Quand tu regardes Straight Outta Compton et des titres comme « Fuck Tha Police »—qui est vraiment sorti 400 ans trop tard quand on voit comment on a été traités dans ce pays— tu te dis qu'aujourd'hui, rien n'a changé. Tout est plus complexe, certes. Mais pour le gars qui s'est fait tabasser par les flics, rien n'a changé. Celui qui ne se fait pas frapper par les flics pensera peut être que ça a évolué. Tout dépend de la perspective. Notre musique représente la réalité. C'est à la fois les bons et les mauvais côtés. On a déclenché un tas de trucs qui se déroulent aujourd'hui, qui sont désormais acceptables alors que ce n'était pas le cas lorsqu'on a sorti notre album. Le langage à la télé a changé - même s'ils mettent des bip un peu partout, il a changé, c'est indéniable. Plein d'émissions n'auraient jamais vu le jour si NWA n'avait pas explosé les tabous sur la manière de faire, de parler et de se comporter.

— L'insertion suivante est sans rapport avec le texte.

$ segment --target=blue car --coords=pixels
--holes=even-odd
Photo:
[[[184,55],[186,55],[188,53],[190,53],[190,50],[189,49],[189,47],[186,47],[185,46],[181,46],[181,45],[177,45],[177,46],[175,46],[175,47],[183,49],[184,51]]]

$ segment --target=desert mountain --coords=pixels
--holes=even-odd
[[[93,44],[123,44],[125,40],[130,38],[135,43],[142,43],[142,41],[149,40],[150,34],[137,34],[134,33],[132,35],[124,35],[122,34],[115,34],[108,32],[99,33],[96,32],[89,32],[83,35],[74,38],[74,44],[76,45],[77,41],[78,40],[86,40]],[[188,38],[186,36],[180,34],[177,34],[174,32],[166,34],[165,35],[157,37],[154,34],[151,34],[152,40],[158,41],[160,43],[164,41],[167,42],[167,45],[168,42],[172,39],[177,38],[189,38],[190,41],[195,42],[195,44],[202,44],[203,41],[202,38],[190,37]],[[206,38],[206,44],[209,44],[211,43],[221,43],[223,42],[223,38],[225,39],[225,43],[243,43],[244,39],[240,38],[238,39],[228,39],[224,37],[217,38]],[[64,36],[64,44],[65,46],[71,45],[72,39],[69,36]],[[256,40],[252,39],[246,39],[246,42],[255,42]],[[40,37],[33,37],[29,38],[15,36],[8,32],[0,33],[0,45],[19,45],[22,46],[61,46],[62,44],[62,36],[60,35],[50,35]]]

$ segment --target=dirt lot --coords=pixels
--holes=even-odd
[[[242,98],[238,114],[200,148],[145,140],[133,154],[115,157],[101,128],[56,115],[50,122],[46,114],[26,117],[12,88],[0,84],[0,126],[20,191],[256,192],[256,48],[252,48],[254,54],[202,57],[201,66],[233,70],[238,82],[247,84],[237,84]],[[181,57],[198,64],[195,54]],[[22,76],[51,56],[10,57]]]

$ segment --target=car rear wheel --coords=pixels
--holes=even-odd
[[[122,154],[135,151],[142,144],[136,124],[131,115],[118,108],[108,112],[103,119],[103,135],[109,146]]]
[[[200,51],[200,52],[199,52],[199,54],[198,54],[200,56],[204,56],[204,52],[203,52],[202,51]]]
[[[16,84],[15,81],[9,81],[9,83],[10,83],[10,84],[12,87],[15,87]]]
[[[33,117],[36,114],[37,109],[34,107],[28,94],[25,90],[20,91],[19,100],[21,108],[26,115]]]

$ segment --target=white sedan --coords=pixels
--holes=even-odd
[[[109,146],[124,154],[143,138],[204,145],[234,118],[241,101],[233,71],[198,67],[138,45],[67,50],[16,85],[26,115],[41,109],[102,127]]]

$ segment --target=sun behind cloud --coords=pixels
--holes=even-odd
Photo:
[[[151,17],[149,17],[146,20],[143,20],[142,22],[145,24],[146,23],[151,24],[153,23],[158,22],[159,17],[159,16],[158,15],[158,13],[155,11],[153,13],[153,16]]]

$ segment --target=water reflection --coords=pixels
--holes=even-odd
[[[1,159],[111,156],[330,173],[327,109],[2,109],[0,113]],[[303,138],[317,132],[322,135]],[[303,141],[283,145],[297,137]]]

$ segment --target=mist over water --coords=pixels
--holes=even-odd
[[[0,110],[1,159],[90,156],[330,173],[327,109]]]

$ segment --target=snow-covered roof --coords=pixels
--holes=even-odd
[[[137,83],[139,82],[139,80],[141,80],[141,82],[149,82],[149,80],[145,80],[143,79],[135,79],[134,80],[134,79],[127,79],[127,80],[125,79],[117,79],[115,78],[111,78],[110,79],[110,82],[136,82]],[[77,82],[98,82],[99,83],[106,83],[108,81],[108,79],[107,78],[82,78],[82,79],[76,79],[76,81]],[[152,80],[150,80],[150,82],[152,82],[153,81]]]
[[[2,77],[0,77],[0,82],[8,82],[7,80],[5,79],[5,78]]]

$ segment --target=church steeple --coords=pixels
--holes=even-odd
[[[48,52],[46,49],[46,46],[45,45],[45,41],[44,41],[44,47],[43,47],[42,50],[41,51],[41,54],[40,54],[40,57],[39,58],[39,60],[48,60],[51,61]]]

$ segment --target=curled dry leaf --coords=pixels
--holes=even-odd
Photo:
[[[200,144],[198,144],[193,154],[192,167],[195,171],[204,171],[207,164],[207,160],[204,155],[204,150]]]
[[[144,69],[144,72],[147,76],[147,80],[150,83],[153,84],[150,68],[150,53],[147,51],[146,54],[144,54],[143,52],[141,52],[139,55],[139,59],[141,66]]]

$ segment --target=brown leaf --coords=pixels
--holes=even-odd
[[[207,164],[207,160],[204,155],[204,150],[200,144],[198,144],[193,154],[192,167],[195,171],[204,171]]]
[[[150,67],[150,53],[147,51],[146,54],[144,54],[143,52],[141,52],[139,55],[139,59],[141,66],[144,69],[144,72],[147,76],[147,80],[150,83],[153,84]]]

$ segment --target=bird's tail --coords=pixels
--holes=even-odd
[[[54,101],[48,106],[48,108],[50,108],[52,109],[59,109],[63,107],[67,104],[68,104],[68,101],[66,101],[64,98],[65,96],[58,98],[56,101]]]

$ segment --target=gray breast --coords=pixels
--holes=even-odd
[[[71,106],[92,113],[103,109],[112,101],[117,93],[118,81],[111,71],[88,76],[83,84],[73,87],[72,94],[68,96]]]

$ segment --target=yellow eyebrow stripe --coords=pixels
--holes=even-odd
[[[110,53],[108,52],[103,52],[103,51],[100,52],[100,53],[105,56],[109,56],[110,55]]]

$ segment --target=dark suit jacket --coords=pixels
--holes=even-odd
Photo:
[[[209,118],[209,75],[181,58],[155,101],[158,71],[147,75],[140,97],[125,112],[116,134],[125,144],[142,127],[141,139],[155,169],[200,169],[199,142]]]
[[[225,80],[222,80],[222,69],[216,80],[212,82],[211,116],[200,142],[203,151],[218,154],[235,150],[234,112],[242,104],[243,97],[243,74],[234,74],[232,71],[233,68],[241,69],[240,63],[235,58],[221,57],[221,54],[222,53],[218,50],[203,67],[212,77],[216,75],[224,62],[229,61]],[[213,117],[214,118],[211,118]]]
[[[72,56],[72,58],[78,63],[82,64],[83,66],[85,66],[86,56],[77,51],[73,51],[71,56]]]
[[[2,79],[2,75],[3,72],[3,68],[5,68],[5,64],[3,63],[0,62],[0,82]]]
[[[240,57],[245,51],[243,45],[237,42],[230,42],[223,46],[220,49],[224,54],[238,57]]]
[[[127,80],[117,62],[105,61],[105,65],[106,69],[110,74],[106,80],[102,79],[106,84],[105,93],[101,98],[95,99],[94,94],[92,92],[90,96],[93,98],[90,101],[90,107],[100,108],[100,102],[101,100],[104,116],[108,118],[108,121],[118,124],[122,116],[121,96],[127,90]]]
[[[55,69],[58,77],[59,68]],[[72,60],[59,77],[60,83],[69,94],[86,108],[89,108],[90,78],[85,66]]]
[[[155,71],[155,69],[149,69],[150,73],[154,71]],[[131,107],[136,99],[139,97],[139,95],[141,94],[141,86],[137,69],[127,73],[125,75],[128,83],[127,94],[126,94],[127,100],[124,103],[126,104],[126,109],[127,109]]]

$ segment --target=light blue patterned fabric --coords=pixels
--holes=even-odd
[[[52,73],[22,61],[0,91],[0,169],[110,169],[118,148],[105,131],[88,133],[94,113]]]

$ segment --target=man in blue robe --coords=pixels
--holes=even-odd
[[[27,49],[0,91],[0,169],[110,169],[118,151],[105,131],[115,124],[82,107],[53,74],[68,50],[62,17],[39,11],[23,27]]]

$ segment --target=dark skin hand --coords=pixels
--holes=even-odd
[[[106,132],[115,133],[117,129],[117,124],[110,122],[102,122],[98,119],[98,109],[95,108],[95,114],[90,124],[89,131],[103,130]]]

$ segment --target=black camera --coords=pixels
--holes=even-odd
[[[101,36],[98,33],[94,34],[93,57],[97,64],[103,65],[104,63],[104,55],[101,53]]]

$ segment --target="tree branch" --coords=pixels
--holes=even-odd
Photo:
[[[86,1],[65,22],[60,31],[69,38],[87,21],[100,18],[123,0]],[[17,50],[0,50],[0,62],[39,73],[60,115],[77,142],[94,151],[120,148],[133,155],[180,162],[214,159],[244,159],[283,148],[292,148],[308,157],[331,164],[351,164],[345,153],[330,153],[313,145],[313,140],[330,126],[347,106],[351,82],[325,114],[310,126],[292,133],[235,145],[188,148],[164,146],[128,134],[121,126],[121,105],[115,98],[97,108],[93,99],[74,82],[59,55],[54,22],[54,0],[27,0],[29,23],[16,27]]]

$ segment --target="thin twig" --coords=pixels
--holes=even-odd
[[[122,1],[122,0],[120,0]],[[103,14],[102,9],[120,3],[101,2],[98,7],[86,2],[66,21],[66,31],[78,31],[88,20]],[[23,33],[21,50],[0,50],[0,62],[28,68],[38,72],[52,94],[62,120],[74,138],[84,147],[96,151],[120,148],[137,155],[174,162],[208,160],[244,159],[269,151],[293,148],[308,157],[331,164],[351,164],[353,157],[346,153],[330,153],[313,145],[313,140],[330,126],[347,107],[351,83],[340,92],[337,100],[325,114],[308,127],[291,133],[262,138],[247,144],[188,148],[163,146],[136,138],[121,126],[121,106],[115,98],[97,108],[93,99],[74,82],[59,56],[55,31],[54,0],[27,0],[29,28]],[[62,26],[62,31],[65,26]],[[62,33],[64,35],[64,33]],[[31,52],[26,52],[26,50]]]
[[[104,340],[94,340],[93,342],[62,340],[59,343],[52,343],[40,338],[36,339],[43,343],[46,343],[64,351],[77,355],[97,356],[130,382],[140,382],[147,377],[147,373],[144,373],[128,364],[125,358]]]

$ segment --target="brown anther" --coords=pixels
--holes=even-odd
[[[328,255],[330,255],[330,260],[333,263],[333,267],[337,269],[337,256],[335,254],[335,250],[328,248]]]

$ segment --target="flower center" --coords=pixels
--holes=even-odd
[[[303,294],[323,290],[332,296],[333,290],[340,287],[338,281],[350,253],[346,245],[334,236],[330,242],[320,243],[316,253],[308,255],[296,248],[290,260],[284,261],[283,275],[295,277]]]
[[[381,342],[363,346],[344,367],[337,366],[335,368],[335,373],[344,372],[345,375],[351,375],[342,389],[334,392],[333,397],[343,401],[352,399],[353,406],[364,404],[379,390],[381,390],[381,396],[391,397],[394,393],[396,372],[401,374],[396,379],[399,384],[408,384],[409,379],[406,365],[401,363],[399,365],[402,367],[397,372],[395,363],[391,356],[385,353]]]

Quel héritage NWA a laissé ?
On a ouvert les vannes. On a fait souffler un vent de liberté sur tout un pan de l'entertainment. Sans NWA, il n'y aurait pas d'Eminem. Sans NWA, tu n'aurais pas eu de programme comme South Park. Sans NWA, est-ce que la télé-réalité aurait existé ? Est-ce que vous bipperiez les jurons quand vous prononcez une phrase de type « Salope, je te botte le cul » ? Tout ça, c'est à cause des disques de NWA. On a fait accepter ça à tout le monde.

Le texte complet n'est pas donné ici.